I will sew shorts this week at some point. I really will. And now to start putting things away.
I’ve been sewing for a few years now, but I have never once made trousers (70s jumpsuits don’t count). I have enough trouble fitting things that have to go over the boobage, never mind the complexities of the (ahem) crotch curve and backside. But my last pair of RTW jeans have just developed a hole and somehow I can’t bring myself to go and buy a new pair in the shops. One thing I love about sewing is never having to try things on in shop changing rooms in lousy light when wearing the wrong underpinnings. I did get as far as venturing into Topshop recently to examine the jeans but chickened out of actually trying anything on, so it’s going to have to be home-made for me.
Now obviously diving in at the deep end of trouser-making with jeans would be insane. Although I did recently buy Vogue 8774, and Vogue’s instructions are pretty good. But then will the Vogue crotch curve be the best for my shape, or should I try Burda’s which I am assured is very different indeed?
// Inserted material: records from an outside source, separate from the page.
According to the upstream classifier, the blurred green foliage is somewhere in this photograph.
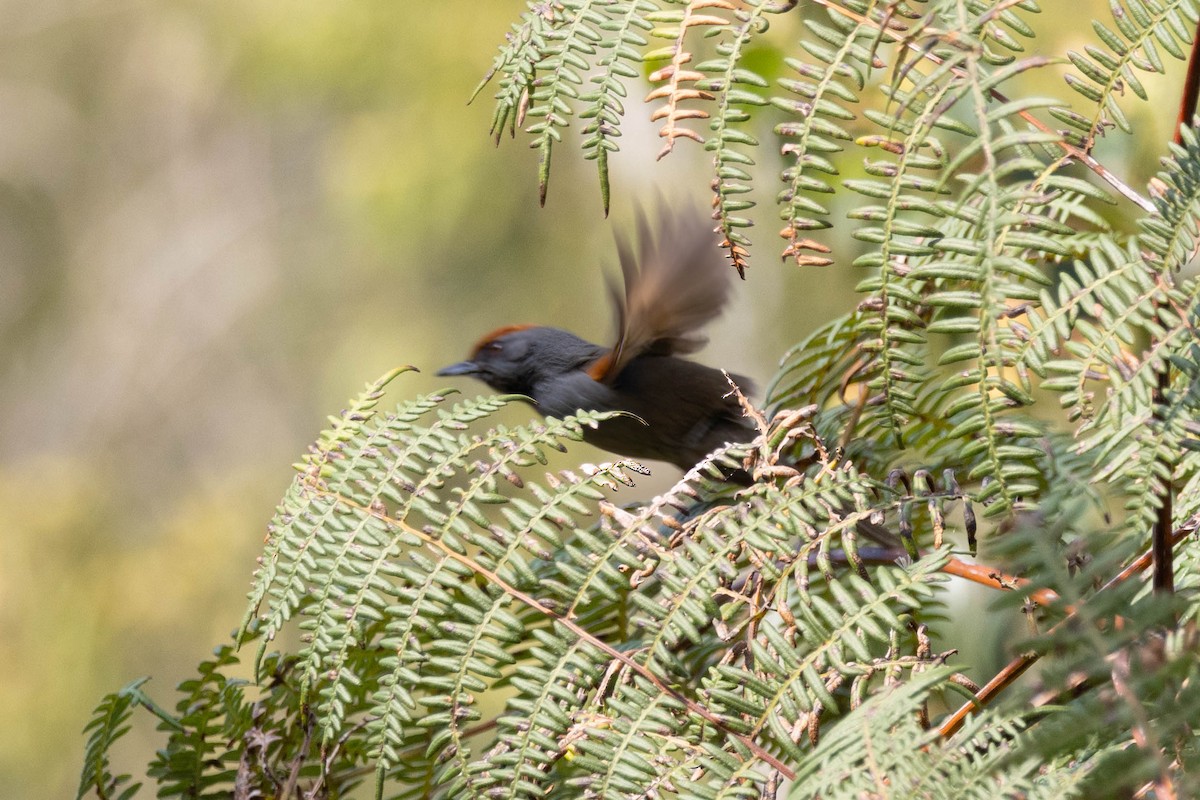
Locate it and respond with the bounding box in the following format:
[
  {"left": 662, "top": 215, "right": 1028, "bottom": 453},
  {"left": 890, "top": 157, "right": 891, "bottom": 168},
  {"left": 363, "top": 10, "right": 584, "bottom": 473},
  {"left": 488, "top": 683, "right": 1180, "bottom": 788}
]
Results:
[{"left": 0, "top": 0, "right": 1174, "bottom": 798}]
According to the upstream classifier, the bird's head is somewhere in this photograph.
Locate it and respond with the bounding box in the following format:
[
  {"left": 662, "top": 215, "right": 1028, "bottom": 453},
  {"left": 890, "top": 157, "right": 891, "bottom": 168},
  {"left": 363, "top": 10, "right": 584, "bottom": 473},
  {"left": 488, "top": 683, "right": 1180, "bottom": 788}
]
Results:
[{"left": 437, "top": 325, "right": 605, "bottom": 399}]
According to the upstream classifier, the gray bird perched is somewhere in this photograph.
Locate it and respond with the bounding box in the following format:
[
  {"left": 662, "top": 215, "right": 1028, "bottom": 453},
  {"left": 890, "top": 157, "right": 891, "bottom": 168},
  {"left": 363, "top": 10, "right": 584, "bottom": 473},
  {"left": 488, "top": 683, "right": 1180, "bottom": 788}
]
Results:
[{"left": 437, "top": 212, "right": 755, "bottom": 470}]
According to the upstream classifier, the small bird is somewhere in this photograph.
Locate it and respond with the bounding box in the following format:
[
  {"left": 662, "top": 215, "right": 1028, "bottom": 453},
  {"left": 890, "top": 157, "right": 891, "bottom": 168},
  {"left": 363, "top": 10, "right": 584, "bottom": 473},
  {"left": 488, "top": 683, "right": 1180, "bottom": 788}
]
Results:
[{"left": 437, "top": 212, "right": 756, "bottom": 470}]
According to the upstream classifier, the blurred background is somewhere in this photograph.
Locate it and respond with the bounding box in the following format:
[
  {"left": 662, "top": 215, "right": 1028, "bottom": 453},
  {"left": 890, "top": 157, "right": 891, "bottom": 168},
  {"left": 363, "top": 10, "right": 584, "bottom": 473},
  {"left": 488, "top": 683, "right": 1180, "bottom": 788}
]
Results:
[{"left": 0, "top": 0, "right": 1176, "bottom": 798}]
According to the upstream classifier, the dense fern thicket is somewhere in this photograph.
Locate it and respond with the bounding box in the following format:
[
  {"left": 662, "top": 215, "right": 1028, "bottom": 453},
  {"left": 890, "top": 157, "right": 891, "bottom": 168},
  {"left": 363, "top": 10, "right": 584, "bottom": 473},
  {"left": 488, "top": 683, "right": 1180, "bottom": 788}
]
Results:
[{"left": 79, "top": 0, "right": 1200, "bottom": 798}]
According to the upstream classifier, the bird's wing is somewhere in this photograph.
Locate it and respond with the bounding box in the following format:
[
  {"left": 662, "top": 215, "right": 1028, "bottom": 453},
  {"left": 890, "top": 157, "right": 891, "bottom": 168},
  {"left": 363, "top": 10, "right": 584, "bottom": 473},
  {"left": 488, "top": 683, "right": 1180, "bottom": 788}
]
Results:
[{"left": 588, "top": 209, "right": 730, "bottom": 383}]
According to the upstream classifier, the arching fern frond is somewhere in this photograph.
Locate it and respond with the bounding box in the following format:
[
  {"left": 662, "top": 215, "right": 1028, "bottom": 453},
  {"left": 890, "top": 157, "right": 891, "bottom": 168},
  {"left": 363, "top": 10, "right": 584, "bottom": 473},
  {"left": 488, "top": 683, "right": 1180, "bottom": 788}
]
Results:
[{"left": 1051, "top": 0, "right": 1200, "bottom": 149}]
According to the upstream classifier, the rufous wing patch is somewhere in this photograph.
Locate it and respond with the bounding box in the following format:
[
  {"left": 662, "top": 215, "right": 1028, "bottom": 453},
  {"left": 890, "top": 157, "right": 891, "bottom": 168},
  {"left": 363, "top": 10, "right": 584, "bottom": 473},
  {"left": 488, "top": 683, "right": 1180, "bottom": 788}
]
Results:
[{"left": 587, "top": 350, "right": 617, "bottom": 384}]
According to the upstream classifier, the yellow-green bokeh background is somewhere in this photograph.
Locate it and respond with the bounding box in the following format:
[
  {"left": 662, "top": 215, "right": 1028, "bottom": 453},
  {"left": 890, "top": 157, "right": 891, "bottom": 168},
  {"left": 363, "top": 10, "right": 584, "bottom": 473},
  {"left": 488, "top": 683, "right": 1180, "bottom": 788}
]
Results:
[{"left": 0, "top": 0, "right": 1178, "bottom": 798}]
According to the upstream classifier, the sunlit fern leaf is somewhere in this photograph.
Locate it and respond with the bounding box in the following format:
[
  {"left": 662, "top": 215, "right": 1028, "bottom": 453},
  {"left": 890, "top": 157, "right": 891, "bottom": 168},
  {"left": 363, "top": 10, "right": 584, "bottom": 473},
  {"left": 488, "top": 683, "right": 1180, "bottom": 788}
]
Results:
[
  {"left": 146, "top": 646, "right": 254, "bottom": 798},
  {"left": 580, "top": 0, "right": 658, "bottom": 215},
  {"left": 770, "top": 12, "right": 878, "bottom": 266},
  {"left": 793, "top": 668, "right": 1042, "bottom": 800},
  {"left": 472, "top": 0, "right": 559, "bottom": 142},
  {"left": 76, "top": 678, "right": 149, "bottom": 800},
  {"left": 526, "top": 0, "right": 611, "bottom": 207},
  {"left": 1051, "top": 0, "right": 1200, "bottom": 149},
  {"left": 644, "top": 0, "right": 734, "bottom": 158},
  {"left": 695, "top": 0, "right": 794, "bottom": 277}
]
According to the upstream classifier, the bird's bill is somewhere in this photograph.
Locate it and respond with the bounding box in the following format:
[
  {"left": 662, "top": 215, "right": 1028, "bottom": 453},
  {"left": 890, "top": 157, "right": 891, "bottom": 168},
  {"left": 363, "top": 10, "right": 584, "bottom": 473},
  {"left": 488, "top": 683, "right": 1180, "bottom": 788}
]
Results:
[{"left": 436, "top": 361, "right": 479, "bottom": 377}]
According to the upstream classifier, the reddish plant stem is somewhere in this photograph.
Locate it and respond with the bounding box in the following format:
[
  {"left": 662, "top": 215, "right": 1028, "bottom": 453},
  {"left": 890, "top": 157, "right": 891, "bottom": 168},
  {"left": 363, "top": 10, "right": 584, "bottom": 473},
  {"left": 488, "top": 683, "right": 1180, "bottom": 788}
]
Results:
[{"left": 938, "top": 515, "right": 1200, "bottom": 738}]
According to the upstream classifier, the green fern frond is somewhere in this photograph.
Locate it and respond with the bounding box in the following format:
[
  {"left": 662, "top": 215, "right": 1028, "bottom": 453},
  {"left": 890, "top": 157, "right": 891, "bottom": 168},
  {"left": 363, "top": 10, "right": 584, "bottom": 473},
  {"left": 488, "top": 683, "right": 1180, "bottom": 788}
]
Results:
[
  {"left": 1051, "top": 0, "right": 1200, "bottom": 142},
  {"left": 76, "top": 678, "right": 149, "bottom": 800}
]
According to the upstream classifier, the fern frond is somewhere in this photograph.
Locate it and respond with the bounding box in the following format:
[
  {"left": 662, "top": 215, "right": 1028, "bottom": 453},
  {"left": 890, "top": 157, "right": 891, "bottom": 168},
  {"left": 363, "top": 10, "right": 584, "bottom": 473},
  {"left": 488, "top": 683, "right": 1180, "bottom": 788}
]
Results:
[
  {"left": 76, "top": 678, "right": 149, "bottom": 800},
  {"left": 1051, "top": 0, "right": 1200, "bottom": 143}
]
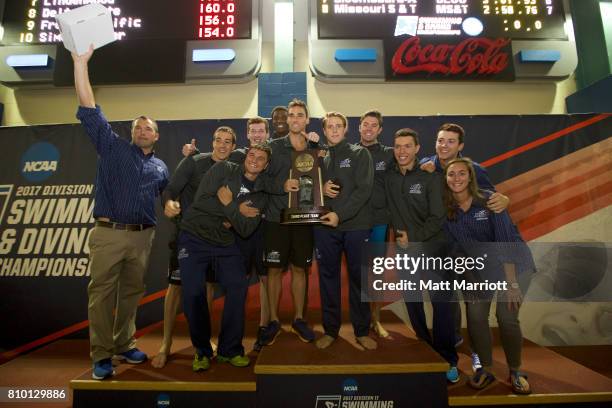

Just to be on the safe side, I went through my Burdas and traced off a couple of suitable looking styles.
I even had my eye on the perfect fabric: some gorgeous dark blue stretch denim in John Lewis. But sanity has prevailed (helped by the fact that John Lewis sold out of the denim) and I’ve decided to start with shorts rather than trousers. I’m hoping they’ll involve similar fitting issues but will involve sacrificing a lot less fabric if it doesn’t work out! And Burda has plenty of nice shorts patterns to pick from.
Any advice from those who’ve made trousers, shorts, or jeans? Am I barking up the wrong tree completely here?
I made some kimonos for Christmas presents last year. One was made from a dark red cotton poplin from John Lewis that I was rather sorry to part with. Despite the fact that most reds clash with my (entirely artifical) hair colour I am still drawn to anything in that shade. So when I noticed the same fabric was back in stock last week but running out fast I grabbed the last five metres to recreate the red kimono. I needed a really simple project after the seriously fiddly Burda 111-02-2012.
And here it is. Excuse the indoor pictures; it was snowing heavily when we took them so no way were we venturing out of doors! The first one’s a little orangey. The colours are much truer on the back view.
This particular kimono is a very quick project when made in a solid coloured cotton. (If you pick a print and have to match the pattern, not so much!) It’s the fifth one I’ve made so I have it down to a fairly fine art now, but it’s easily doable in a weekend from cutting out to photos. And most of it’s sewing in straight lines which was about all I was up to after an unusually exhausting work week. It comes from this tutorial. The tutorial leaves finishing seam allowances to the end, but I find the end result is improved by finishing all the edges before sewing any pieces together. I made a narrow hem on these but I’ve used binding in the past.
At some point I want to make a much more authentic version with lining and things (check out Chanel No 6’s detailed series on the subject for inspiration) but this week I just needed some instant sewing gratification. And I like the Cardinal Richelieu effect of all the red draping.